E-Poster Presentation ESA-SRB-ANZBMS 2021

NMN supplementation rescues fertility and bone strength in chemotherapy-treated mice (#545)

Maria B Marinova 1 2 , Wing-Hong Jonathan Ho 1 3 , Michael J Bertoldo 1 2 , Vedran Lovric 4 , Kaisa Selesniemi 5 , Amelia Brown 2 , Derek Wong 1 , David A Sinclair 5 , Kirsty Walters 2 , William R Walsh 4 , Robert B Gilchrist 2 , Lindsay E Wu 1
  1. School of Medical Sciences, UNSW Sydney, Sydney, New South Wales, Australia
  2. School of Women's and Children's Health, UNSW Sydney, Sydney, New South Wales, Australia
  3. Garvan Institute of Medical Research, Sydney, New South Wales, Australia
  4. Prince of Wales Clinical School, UNSW Sydney, Sydney, New South Wales, Australia
  5. Department of Genetics, Harvard Medical School, Boston, MA, USA

 

Cancer survivors can face infertility from cytotoxic chemotherapy drugs, which exhaust the follicular reserve, leading to endocrine disruption. This can cause infertility with premature menopause and declining bone health. We assessed the effects of the NAD+ precursor nicotinamide mononucleotide (NMN) on ovarian function, fertility, hormone levels, and late-life bone health. Seven-day old female mice were treated +/-cisplatin (2 mg/kg) and two weeks later received NMN (2 g/L) in drinking water, persisting throughout life. A breeding trial was conducted at 6 weeks, and animals were sacrificed at 24 months to assess late-life effects on bone structure.
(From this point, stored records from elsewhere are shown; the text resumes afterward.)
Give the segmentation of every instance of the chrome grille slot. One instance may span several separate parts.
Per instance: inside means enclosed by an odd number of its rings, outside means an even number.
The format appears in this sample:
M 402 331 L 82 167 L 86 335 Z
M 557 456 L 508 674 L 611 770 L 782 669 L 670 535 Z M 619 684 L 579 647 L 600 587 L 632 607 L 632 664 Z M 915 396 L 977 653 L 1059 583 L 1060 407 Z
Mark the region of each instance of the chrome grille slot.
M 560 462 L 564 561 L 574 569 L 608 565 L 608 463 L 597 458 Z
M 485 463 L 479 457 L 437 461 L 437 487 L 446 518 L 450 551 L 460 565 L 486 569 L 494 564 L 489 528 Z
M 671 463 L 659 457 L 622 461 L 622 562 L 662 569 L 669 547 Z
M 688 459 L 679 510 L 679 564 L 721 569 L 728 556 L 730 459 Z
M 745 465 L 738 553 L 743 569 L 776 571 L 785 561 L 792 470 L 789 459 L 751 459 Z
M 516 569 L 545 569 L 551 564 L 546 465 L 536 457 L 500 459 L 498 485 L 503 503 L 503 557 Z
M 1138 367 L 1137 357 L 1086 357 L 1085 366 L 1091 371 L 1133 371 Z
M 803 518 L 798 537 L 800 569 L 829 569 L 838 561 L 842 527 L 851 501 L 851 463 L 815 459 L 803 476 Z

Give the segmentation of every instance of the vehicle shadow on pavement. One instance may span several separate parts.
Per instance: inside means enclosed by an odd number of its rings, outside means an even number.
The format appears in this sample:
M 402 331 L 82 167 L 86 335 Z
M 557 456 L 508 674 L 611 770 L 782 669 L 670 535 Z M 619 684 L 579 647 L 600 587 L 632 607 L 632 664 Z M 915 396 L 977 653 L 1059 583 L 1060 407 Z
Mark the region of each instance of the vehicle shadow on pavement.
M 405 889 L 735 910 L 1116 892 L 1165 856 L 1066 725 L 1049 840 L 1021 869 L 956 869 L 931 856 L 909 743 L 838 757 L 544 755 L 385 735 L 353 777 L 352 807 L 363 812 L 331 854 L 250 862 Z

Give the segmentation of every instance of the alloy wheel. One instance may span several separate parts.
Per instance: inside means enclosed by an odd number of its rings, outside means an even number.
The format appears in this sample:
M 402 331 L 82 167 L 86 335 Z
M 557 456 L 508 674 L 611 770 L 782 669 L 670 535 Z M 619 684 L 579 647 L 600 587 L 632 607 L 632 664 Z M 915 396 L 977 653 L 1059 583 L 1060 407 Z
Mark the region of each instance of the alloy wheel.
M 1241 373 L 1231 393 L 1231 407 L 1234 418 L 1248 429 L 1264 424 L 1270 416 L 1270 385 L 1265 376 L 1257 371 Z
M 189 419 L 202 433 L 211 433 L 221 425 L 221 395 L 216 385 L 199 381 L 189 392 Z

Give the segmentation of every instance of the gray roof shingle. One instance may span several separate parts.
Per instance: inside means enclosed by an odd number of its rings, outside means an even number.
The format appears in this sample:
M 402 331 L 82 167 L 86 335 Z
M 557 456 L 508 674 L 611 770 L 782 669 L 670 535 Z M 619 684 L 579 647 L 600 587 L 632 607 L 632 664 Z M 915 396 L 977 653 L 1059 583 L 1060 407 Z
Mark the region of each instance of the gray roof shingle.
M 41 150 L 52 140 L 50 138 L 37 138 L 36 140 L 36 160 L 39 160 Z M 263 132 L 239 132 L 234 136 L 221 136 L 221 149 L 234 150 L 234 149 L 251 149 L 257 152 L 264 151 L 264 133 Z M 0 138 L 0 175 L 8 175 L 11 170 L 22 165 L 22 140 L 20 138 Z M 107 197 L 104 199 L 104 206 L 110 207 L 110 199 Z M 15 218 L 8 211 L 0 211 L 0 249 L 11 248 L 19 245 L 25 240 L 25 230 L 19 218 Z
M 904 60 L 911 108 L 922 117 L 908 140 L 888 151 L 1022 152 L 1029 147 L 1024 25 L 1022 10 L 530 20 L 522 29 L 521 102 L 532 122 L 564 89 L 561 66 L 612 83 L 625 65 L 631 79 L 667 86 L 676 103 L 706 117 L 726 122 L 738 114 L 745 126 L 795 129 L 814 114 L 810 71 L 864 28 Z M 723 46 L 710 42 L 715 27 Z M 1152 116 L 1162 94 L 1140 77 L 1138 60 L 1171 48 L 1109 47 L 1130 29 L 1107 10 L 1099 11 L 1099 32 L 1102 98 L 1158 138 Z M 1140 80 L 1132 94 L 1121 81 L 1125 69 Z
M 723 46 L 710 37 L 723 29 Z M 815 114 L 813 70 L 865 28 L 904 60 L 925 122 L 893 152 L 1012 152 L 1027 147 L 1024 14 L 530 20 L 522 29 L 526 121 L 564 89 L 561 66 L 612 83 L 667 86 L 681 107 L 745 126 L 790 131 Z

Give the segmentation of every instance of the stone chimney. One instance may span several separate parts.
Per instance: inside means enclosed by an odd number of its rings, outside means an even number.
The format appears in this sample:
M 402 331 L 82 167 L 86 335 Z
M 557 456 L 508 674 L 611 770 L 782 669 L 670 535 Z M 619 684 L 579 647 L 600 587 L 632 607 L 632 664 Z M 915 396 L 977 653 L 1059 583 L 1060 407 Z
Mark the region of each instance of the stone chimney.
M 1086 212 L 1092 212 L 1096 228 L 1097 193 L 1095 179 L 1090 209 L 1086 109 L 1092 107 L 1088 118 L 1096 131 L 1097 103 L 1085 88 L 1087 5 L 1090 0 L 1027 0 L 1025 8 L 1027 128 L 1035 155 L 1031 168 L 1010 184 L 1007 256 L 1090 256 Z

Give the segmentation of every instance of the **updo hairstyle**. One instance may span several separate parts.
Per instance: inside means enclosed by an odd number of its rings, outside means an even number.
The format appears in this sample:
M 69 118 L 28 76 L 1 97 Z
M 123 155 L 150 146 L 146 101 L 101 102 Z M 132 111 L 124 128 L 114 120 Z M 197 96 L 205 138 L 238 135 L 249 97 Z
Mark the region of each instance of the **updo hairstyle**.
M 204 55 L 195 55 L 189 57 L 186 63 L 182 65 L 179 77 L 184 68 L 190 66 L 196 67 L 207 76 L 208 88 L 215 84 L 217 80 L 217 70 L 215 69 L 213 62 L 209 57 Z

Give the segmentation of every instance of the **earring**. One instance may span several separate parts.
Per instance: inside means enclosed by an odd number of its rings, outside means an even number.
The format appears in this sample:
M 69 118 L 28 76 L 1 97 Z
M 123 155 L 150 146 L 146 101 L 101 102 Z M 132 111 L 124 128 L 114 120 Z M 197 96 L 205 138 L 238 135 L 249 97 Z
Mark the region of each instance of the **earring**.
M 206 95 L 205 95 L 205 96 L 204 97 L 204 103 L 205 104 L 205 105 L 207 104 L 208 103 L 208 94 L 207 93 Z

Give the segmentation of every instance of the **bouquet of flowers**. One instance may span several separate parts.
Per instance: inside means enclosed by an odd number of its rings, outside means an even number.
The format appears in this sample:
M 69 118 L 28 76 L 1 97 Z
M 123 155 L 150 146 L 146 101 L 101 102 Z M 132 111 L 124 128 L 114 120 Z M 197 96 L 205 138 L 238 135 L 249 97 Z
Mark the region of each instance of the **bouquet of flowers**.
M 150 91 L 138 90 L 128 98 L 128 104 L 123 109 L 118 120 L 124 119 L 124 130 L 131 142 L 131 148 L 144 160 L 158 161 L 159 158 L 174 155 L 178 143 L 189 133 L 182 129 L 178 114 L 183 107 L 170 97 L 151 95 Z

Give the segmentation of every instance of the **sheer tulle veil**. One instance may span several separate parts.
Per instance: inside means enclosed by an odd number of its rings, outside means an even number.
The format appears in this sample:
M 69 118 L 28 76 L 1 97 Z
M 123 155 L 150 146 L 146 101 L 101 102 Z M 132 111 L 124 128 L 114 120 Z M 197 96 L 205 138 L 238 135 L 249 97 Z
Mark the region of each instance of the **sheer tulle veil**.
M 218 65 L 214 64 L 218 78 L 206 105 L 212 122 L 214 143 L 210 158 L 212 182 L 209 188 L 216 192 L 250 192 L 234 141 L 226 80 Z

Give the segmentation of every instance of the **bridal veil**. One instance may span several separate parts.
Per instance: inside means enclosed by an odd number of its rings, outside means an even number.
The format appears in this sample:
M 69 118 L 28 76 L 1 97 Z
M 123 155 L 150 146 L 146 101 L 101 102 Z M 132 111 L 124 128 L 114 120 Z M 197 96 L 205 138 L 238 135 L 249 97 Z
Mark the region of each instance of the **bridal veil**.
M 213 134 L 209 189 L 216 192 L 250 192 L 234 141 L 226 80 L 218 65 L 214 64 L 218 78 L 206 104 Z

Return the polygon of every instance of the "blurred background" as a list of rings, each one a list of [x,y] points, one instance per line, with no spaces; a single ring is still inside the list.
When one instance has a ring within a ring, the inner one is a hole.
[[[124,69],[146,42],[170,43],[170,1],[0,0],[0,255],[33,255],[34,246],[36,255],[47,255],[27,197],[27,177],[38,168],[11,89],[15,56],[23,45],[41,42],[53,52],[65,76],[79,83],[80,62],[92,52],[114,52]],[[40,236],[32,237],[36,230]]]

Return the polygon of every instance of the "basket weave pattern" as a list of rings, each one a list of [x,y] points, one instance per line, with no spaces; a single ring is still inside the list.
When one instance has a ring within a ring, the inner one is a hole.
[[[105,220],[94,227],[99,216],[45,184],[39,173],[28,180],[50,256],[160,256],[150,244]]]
This experiment was then replicated with collection at 3, 6, and 10 weeks of age to assess early life impacts on bone. Cisplatin caused a dramatic decline in all fertility endpoints. NMN supplementation rescued the cumulative number of pups born per female in cisplatin treated animals by 5-fold (p=0.015). Given the link between estrogen and osteoporosis and the improvement in breeding, we tested whether these interventions impacted late-life bone health at the age of 24 months. Bones from these animals were subject to mechanical and structural analysis to assess osteoporosis onset differences. In cisplatin treated animals, NMN rescued cortical bone thickness, bone volume, and bone density to control levels, and increased mechanical strength. Cisplatin caused striking differences in cortical porosity and matrix organization with consistent rescue by NMN. Surprisingly, in the young animal cohort, in 3-week old mice, cisplatin improved bone trabecular volume, thickness and BV/TV, and cortical volume, density, and wall thickness. Estrogen levels were undetectable at 3 weeks, but progesterone was increased with NMN+/-chemo, with preliminary histology suggesting a higher number of corpora lutea.  Together, long-term NMN treatment delivered following chemotherapy protected against ovarian failure and infertility, and notably improved late-life bone health, possibly due to the prevention of premature ovarian failure.